Clickbait! Clickbait!
I'm guessing that few people are going to be reading this blog over the holiday season, so I thought I'd slip in something to catch all the googlers who are not the least bit interested in gardening, and who won't ever come here again, so I can afford to insult them, just a little bit.
It's a "catch" question, or rather, a "catch" answer.
Preparation:OK, you know how you should never take a medical person to see a medical film, or a laywer to see a film with legal stuff in it, or a policeman to see any film with any sort of police procedure in it, or - for that matter - a Consultant Forensic Horticulturalist (that's me) to see anything with forensic procedures in it....
...because they will either sit there, gamely gritting their teeth all the way through, or they will spend the whole time saying things like "But that's not true!" or "But that doesn't work like that!" or "But that would never happen like that in real life".
And I'm sure you're familiar with the best way to wind up a bird-watcher, ie to start talking about seagulls. Apparently there is no such thing as a simple "seagull", they are types of gull. But frankly, when I hear something mewing above me at the seaside, I don't care if it's a, for example, Black-headed gull, or a Lesser Black-backed gull, or a Greater Fluff-tailed gull (ok, I made that one up), I just say "it's a seagull!" and protect my chips...
So, in a similar way, I get a bit vexed when people ask me how to stop their real Christmas Tree dropping pine needles all over the carpet.
Why?
Simple answer: are you ready for it?
Your Christmas Tree won't drop pine needles on the carpet because IT'S NOT A PINE!!
*laughs hysterically*
This is because "real" Christmas trees are either Fir, or Spruce. Not Pine. Why does that matter? Because Pine trees (Pinus) have needles. The others - Fir, Spruce, Douglas Fir, Hemlock, Yew, (not that many people use Hemlock or Yew for their Christmas trees) all have leaves. Flat, green leaves. Not needles.

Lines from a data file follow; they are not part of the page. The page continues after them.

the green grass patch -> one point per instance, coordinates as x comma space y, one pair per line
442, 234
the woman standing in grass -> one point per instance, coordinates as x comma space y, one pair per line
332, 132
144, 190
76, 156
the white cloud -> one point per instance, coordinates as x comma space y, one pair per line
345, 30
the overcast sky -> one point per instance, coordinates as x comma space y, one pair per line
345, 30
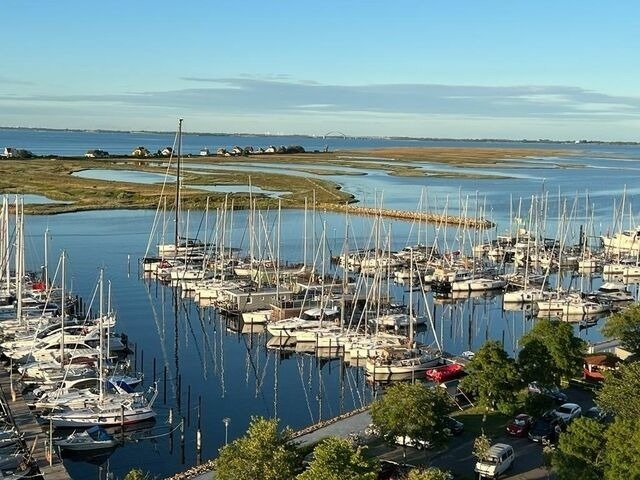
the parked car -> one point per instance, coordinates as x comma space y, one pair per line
520, 426
500, 458
455, 427
407, 441
550, 390
390, 470
568, 411
547, 428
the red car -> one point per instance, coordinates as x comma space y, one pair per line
520, 425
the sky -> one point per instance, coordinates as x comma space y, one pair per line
561, 69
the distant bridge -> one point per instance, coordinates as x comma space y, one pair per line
334, 134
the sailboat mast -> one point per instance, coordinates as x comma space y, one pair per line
101, 358
62, 308
178, 168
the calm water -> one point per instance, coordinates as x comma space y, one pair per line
235, 375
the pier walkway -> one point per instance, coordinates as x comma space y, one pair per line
34, 438
352, 423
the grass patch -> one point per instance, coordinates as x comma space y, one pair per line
51, 177
493, 426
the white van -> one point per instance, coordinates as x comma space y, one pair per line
499, 459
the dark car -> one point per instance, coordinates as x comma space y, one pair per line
549, 390
390, 470
455, 427
520, 426
546, 429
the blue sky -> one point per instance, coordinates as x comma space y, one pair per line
458, 69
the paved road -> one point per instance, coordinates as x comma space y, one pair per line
458, 459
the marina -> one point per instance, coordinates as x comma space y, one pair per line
210, 365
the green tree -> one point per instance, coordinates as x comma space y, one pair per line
620, 392
481, 446
492, 376
535, 364
137, 474
429, 474
625, 326
580, 454
564, 349
339, 459
413, 410
263, 453
622, 453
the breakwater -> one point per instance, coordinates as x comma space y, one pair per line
430, 217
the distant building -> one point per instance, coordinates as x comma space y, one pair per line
141, 152
96, 154
10, 152
166, 152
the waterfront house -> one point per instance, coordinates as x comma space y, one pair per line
141, 152
96, 154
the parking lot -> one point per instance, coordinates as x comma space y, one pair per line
458, 458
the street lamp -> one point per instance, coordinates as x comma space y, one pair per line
226, 421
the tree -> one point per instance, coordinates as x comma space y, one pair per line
580, 453
492, 376
137, 474
263, 453
339, 459
413, 410
620, 392
481, 446
562, 347
622, 453
429, 474
625, 326
535, 364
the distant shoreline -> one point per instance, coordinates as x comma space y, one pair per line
355, 137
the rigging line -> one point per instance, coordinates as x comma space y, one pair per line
255, 371
161, 200
160, 331
350, 382
207, 341
188, 323
222, 382
306, 395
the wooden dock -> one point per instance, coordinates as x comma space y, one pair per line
34, 437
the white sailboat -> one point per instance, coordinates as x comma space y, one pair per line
108, 410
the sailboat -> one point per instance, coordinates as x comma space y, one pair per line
181, 246
108, 410
396, 363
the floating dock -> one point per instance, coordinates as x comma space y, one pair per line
34, 438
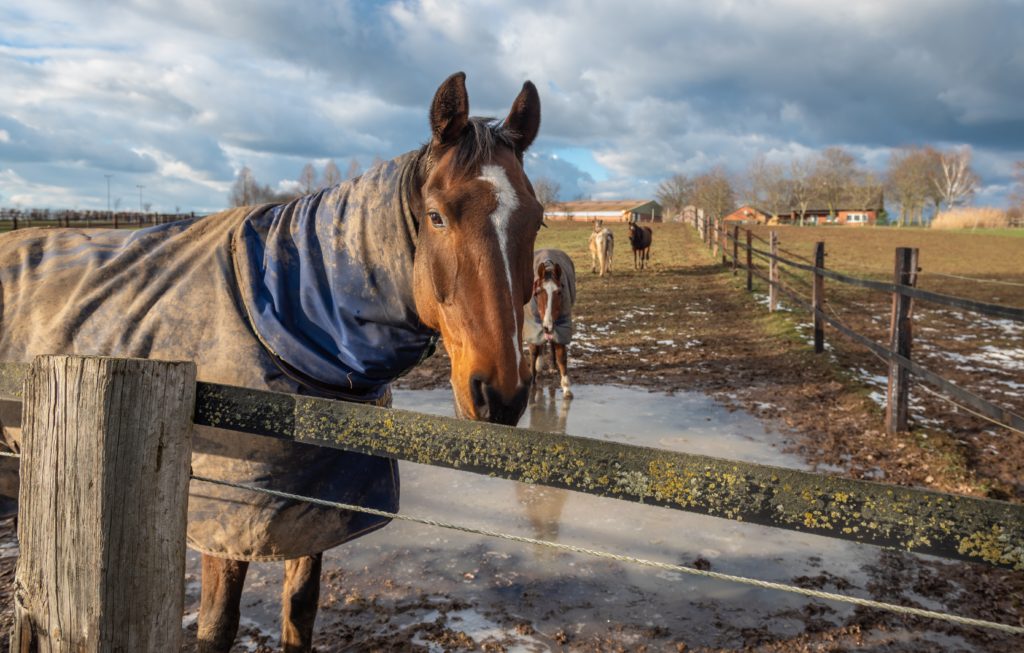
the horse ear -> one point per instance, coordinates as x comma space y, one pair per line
450, 111
524, 119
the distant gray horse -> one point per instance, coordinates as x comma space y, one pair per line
602, 245
549, 314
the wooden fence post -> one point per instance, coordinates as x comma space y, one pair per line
900, 341
818, 298
750, 261
773, 272
735, 248
104, 480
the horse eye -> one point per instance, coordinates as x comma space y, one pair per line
436, 219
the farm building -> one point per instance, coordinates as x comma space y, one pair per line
752, 215
607, 210
747, 215
858, 217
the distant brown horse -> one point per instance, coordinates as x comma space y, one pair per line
334, 294
601, 246
549, 315
640, 238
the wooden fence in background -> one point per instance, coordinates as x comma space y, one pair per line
11, 219
897, 352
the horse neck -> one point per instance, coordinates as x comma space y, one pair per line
370, 221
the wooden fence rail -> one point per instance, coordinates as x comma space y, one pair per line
904, 518
897, 353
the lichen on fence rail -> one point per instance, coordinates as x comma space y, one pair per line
909, 519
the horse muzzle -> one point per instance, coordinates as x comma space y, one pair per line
492, 406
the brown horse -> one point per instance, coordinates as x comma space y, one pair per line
640, 238
335, 294
549, 319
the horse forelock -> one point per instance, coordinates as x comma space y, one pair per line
474, 147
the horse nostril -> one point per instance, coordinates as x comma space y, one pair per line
491, 406
477, 391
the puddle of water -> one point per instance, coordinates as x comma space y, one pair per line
688, 422
504, 583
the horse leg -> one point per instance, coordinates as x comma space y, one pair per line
560, 353
299, 601
218, 608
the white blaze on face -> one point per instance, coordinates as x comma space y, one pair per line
508, 202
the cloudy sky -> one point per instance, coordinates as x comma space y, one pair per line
177, 95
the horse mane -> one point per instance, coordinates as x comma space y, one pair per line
475, 145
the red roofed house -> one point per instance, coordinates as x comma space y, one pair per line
607, 210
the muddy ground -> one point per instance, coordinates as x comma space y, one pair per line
688, 324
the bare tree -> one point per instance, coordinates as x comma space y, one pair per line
865, 192
908, 182
801, 188
767, 186
332, 175
675, 193
956, 182
834, 171
244, 189
307, 178
546, 190
353, 169
714, 192
247, 191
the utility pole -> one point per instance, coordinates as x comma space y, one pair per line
139, 186
109, 212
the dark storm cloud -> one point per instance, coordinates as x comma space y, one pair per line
190, 90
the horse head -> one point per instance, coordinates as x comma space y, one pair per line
472, 272
548, 292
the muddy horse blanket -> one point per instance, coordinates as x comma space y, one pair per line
562, 333
309, 297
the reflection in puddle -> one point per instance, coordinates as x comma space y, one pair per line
544, 505
491, 588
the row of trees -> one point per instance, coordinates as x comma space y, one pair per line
248, 191
830, 180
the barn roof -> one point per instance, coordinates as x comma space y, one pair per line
589, 206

Fir = Abies: the usual/most popular ones are Nordman Fir (Abies nordmanniana) as shown on the left, or Fraser Fir (Abies fraseri) which, frankly, looks pretty similar.
Spruce = Picea, the most popular being Norway Spruce (Picea abies) and a blue-tinged cultivar, Picea pungens 'glauca'
That's Spruce, on the right: again, they have that typical pointy-tipped Christmas tree shape.
How to tell the difference? Answer, come on one of my Tree ID courses in London next year... or if you can't get there, you can buy my introduction to Conifer ID - simplified, but not dumbed down - from Amazon.
Pine = Pinus, and although they are conifers, they are not generally sold as Christmas trees, mostly because they just don't have that nice pointy shape: when they grow up, they are flat-topped. And they tend not to have the regular spacing of the branches, which makes hanging the baubles a bit tricky.. and finally, they have long thin needles (*laughs*) which are held in bundles, leaving whole areas of the twigs and branches quite, quite bare.
So there you have it: to be botanically correct, your tree can't drop pine needles because it is not a pine. Well, 99% of the time it's not a Pine, there are bound to be one or two people who will leave indignant comments to the effect that they have a Pinus sylvestris (Scots Pine) currently in their living room, thank you very much, and it is indeed dropping "needles" all over the carpet. But generally speaking, "real" Christmas trees are going to be Spruce, or Fir.
Which have leaves.
Oh, and one thing which made me hoot with laughter, speaking as a botanist, is - brace yourself for a real in-joke, which no-one but another botanist would understand or appreciate - the name of an internet supplier of "real" Christmas trees: they've called themselves "Pines and needles". But they don't sell Cedar, or Larch, just Christmas trees.